Expectation, Variance, Covariance
1. Expectation
- Discrete:
E[X]=sum_x x p(x) - Continuous:
E[X]=integral x f(x) dx
Linearity: E[aX+bY+c]=aE[X]+bE[Y]+c.
2. Variance
Var(X)=E[(X-E[X])^2]=E[X^2]-E[X]^2.
Scaling: Var(aX+b)=a^2 Var(X).
3. Covariance and Correlation
Cov(X,Y)=E[(X-E[X])(Y-E[Y])].
Corr(X,Y)=Cov(X,Y)/(sigma_X sigma_Y).
Uncorrelated does not always mean independent.

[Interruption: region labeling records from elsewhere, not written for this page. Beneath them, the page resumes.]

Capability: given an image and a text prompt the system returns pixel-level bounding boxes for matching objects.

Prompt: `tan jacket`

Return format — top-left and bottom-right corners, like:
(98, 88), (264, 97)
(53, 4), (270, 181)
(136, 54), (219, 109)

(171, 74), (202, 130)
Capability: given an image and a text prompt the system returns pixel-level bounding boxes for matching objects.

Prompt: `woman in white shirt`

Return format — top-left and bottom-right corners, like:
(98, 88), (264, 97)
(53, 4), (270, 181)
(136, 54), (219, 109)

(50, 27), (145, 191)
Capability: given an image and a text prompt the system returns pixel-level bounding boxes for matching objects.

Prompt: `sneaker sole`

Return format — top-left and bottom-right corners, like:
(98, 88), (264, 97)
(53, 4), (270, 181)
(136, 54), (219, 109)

4. Conditional Expectation
E[X|Y] is a random variable measurable w.r.t. Y.
Law of Total Expectation
E[X]=E[E[X|Y]].
Law of Total Variance
Var(X)=E[Var(X|Y)] + Var(E[X|Y]).
These identities are fundamental in probabilistic ML and hierarchical modeling.
5. Worked Example
Suppose machine chooses mode Y in {A,B} with probabilities 0.7,0.3. If E[X|Y=A]=10, E[X|Y=B]=20, then E[X]=0.7*10+0.3*20=13.
6. Theorem (Variance of Sum)
Var(X+Y)=Var(X)+Var(Y)+2Cov(X,Y).
For independent variables, covariance is zero.
Exercises
- Compute covariance and correlation for two short sample vectors.
- Prove linearity of expectation without independence assumptions.
- Derive variance of average of i.i.d variables.
- Use total expectation in a two-stage random process.